What’s new: Patrick Esser and colleagues at Runway unveiled Gen-1, a system that uses a text prompt or image to modify the setting (say, from suburban yard to fiery hellscape) or style (for instance, from photorealism to claymation) of an existing video without changing its original shapes and motions. You can see examples and request access here.
Key insight: A video can be considered to have what the authors call structure (shapes and how they move) and content (the appearance of each shape including its color, lighting, and style). A video generator can learn to encode structure and content in separate embeddings. At inference, given a clip, it can replace the content embedding to produce a video with the same structure but different content.
How it works: Gen-1 generates video frames much like a diffusion model, and the authors trained it following the typical diffusion-model training procedure: Add to each training example varying amounts of noise — nearly up to 100 percent — then train the model to remove it.
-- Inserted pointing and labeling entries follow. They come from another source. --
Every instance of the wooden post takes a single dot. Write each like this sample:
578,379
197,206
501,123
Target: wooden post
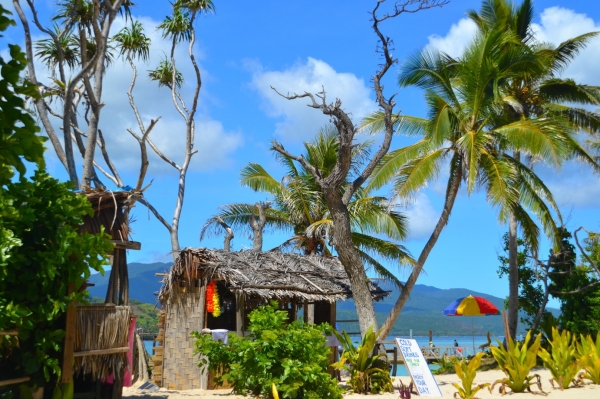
506,329
239,313
310,312
123,278
294,310
69,348
333,314
112,293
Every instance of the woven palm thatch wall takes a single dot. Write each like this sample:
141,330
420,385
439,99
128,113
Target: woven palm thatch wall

To generate a video frame, the model starts with 100 percent noise and, guided by a text prompt or image, removes it over several steps. The system used three embeddings: (i) a frame embedding for each video frame (to which noise was added and removed), (ii) a structure embedding for each video frame, and (iii) a content embedding for the entire clip. The dataset comprised 6.4 million eight-frame videos and 240 million images, which the system treated as single-frame videos.
- During training, given an input video, the encoder component of a pretrained autoencoder produced a frame embedding for each video frame. The authors added a consistent amount of noise to each frame embedding.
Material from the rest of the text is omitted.